Aslında hala bu konu hakkında konuşuyor olmam bile hala üzerimden tamamen atamadığımın bir kanıtıdır. Ancak her dakika SMOKE FREE ye bakmıyor olsaydım, gerçekten şu an da pöfür pöfür türk kahvemin yanında içerdim. 


Olur da sigarayı bırakmayı isteyen varsa ve cesaret edemiyorsa benden önermesi. Biliyorum çok güzel, böyle püfff diye üflüyorsun...

https://play.google.com/store/apps/details?id=com.portablepixels.smokefree&hl=tr

Herkese kolay gelsin. 


1/20/17

eve geldim.

İşten çıktım, dolmuştan indim. Kalabalık sokaklardan hızlı adımlarla ilerledim ve Kadıköy'ün tenha sokaklarında,eve sadece bir kaç sokak kala daha da hızla ilerlerken kendi kendime konuştuğumu fark ettim. Konuşmalar genelde diyalog şeklinde, sanki bir kavga gibi. Hepsi de seninle hiç yaşanmamış anlara ait, konuşulmamış şeyler... Her birinde bir kavga içindeyim sanki. Kızmak istiyorum belki de ama sevgim ağır basıyor. Kendimi anlatıyorum, savunuyorum sürekli. İtiraz etmek istiyorum, ama itirazım neye belli değil. Gereksiz bir çaba.
Eve geliyorum, ilk işim  anneme ve sana haber vermek. Telefonu sağdaki raflardan birine bırakıp bir bakış atıyorum sağa doğru, odanın içine. Koltukta beni bekliyor musun diye.Halbuki adım gibi biliyorum orada olmadığını. Sadece hayal etmek hoşuma gidiyor, "Sürpriz yapsa ne güzel olurdu." demek.
Saçma bir yemek yapıyorum, öğrenciden bozma. Alışveriş bile yapmadığımdan ne zevkle yemek hazırlar oldum ne de birine güzel yemek yedirme hevesim kaldı.
Bu günlerde filmlerden de fazla etkilenir oldum. Hele bir de beraber önceden izlemişsek bir ayrı ağlıyorum. Çünkü film içinde film izler gibi oluyorum. Bu anı izlerken ben daha önce ne yapmıştım, sen beni nasıl sakinleştirmiştin, ya da daha basiti. Yanağımdan o anda nasıl öpmüştün. Hepsini hatırlıyorum . O yüzden yüzlerce kere izlediğim dizinin bir başka bölümünü açıyorum yine.
2 haftadır koltukta uyuyorum sevgilim.
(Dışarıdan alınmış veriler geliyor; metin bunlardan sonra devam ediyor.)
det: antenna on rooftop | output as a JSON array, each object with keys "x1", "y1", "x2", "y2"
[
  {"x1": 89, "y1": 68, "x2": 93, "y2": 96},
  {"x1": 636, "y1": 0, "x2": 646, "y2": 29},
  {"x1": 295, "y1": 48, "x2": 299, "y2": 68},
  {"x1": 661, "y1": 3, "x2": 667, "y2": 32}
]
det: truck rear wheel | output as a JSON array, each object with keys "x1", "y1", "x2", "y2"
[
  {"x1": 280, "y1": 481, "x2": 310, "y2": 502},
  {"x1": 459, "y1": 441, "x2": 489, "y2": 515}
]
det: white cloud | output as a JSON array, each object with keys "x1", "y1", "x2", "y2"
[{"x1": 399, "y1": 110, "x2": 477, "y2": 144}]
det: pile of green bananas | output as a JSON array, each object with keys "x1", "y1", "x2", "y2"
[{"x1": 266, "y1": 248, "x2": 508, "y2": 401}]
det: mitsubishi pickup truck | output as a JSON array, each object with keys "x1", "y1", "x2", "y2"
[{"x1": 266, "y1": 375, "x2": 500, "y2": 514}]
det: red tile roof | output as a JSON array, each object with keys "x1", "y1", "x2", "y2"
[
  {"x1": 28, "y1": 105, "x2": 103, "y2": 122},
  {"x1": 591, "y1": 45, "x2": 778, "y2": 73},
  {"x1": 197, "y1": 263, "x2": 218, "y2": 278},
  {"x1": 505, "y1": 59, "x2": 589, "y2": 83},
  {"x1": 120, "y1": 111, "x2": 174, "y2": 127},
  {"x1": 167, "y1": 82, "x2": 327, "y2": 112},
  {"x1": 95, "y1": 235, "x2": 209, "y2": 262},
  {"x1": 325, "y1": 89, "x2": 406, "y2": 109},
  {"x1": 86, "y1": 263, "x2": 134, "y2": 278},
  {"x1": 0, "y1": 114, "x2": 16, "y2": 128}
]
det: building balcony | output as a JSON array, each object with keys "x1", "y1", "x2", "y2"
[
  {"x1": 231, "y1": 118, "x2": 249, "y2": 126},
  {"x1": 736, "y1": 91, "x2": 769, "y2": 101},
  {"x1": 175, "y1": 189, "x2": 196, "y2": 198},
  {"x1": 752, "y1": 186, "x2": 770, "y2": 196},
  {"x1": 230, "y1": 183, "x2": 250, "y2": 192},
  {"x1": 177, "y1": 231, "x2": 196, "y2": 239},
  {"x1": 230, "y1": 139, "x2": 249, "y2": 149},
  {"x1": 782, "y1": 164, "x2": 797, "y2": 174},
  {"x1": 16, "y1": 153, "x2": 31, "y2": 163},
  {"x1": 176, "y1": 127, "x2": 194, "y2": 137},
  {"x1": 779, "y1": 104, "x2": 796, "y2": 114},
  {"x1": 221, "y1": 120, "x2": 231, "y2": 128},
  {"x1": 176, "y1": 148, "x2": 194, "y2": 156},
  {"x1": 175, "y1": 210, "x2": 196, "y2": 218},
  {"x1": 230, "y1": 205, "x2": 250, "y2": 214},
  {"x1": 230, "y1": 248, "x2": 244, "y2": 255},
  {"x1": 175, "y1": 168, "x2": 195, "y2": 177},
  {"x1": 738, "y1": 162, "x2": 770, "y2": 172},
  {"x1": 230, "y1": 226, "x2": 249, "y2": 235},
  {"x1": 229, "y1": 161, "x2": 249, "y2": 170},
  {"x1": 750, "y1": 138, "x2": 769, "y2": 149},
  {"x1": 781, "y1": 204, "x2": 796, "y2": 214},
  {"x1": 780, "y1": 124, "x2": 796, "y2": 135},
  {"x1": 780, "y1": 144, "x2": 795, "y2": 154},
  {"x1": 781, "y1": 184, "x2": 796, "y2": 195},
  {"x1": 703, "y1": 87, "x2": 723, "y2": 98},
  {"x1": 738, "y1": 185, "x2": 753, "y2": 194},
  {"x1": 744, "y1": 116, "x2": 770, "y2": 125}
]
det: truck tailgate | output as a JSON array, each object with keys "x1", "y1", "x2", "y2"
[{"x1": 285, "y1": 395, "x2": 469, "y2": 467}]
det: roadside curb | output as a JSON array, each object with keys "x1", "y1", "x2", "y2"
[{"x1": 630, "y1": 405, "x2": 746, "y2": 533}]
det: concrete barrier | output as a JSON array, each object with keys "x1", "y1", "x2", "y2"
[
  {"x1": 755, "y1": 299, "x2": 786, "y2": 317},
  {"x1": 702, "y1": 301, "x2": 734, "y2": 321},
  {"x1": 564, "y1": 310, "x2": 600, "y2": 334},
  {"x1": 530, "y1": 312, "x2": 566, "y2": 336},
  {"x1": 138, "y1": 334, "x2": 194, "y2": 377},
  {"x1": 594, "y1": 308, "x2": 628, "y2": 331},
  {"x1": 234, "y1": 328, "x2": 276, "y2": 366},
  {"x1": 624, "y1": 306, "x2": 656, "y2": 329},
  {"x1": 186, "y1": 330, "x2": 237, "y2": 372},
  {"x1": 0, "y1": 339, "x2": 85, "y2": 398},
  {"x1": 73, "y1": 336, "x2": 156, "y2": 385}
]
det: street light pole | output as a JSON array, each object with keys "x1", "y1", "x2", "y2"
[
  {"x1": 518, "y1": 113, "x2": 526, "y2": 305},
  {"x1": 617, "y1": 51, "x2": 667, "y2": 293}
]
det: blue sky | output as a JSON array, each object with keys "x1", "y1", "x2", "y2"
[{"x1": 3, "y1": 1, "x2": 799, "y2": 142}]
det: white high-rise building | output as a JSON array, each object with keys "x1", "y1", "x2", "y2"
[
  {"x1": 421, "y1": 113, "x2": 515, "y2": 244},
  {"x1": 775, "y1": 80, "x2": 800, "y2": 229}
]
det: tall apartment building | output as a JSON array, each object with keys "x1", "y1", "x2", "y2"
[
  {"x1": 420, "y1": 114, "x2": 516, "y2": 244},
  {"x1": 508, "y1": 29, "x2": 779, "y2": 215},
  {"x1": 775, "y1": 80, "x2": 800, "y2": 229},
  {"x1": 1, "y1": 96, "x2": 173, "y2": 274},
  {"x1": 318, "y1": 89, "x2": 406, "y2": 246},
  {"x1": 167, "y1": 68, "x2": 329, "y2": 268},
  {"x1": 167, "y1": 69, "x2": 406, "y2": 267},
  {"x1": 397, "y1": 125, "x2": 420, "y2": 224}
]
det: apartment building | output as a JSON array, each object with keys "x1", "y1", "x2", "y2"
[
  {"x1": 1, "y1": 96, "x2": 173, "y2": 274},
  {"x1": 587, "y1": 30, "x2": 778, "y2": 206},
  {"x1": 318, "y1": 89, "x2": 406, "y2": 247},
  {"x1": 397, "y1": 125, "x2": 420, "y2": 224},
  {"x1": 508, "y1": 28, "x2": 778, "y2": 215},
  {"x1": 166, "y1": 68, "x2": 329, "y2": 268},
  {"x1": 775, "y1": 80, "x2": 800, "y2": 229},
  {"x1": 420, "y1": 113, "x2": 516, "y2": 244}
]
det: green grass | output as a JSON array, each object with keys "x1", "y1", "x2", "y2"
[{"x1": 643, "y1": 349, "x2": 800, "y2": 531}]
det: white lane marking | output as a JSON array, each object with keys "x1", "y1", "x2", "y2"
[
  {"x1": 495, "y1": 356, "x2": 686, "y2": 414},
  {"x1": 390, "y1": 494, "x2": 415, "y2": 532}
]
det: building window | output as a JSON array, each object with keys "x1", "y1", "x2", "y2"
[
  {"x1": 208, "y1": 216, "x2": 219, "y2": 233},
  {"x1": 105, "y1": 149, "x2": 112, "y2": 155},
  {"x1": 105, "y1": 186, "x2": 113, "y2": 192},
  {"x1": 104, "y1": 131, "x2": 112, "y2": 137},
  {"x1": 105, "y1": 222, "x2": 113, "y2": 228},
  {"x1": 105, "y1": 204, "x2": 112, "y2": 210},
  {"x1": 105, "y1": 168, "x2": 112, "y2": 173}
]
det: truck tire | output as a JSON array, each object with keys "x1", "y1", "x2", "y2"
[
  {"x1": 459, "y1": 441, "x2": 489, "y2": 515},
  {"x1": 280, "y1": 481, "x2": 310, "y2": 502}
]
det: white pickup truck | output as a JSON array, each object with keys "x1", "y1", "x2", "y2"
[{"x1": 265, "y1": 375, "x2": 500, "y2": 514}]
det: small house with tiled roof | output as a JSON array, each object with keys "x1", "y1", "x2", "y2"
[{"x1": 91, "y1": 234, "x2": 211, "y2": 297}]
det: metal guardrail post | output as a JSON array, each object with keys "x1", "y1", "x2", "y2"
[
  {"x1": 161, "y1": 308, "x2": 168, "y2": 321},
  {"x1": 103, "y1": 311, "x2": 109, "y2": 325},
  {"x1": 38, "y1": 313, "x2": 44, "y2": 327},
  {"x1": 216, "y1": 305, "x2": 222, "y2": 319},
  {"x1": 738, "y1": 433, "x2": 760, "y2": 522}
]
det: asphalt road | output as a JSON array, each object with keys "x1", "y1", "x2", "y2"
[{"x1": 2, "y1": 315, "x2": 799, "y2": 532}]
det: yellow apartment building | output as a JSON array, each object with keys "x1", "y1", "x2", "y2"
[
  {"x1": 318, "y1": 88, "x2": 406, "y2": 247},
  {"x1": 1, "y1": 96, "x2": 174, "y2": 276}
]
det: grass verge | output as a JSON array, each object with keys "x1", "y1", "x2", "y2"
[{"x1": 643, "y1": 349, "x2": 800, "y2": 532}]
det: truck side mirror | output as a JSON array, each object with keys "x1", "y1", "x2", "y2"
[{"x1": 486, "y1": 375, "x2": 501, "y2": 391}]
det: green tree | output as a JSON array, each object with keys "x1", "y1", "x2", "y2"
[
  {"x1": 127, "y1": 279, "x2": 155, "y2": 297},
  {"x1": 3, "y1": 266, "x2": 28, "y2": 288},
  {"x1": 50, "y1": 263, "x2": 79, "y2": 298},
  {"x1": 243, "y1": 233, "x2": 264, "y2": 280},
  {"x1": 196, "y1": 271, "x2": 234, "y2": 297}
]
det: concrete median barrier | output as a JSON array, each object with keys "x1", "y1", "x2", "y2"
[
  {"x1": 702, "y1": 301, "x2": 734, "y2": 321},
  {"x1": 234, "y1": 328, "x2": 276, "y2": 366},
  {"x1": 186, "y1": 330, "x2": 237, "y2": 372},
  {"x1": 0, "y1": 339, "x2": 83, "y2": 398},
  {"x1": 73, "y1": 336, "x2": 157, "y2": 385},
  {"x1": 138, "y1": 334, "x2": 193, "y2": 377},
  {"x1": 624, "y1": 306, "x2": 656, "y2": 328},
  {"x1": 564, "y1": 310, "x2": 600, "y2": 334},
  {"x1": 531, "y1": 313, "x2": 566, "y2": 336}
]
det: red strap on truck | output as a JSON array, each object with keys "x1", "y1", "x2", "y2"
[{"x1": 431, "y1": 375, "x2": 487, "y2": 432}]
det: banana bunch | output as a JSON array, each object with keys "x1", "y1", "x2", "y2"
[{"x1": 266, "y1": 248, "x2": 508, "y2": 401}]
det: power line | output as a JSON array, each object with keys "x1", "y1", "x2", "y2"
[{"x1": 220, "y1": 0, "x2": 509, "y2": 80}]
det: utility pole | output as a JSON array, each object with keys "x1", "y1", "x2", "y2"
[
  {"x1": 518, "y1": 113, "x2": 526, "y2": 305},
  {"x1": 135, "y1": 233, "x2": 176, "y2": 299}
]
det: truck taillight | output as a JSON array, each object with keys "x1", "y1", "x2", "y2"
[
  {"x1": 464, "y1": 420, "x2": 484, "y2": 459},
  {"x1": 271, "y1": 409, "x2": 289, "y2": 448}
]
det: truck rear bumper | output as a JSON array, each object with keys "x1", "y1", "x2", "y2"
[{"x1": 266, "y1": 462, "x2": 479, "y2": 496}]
Yatağı ısıtmak zor geliyor. Televizyon karşısında unutuyorum nasılsa yalnız mıyım değil miyim. Düşünmeye kalmadan uykuya dalmış oluyorum. Her gece daha erken uyumaya başladım, günler daha hızlı geçsin diye. Geçiyor da.
Hazırlanmak istiyorum, planlar yapmak . Ama şu an içimden kendime bakmak bile gelmiyor ki en kolay bu yolla dikkat dağıtabilirim...Spor, sağlıklı beslenme.Hikaye gibi, boş geliyor.
Zoru biz seçtik biliyorum ama zorlanıyorum.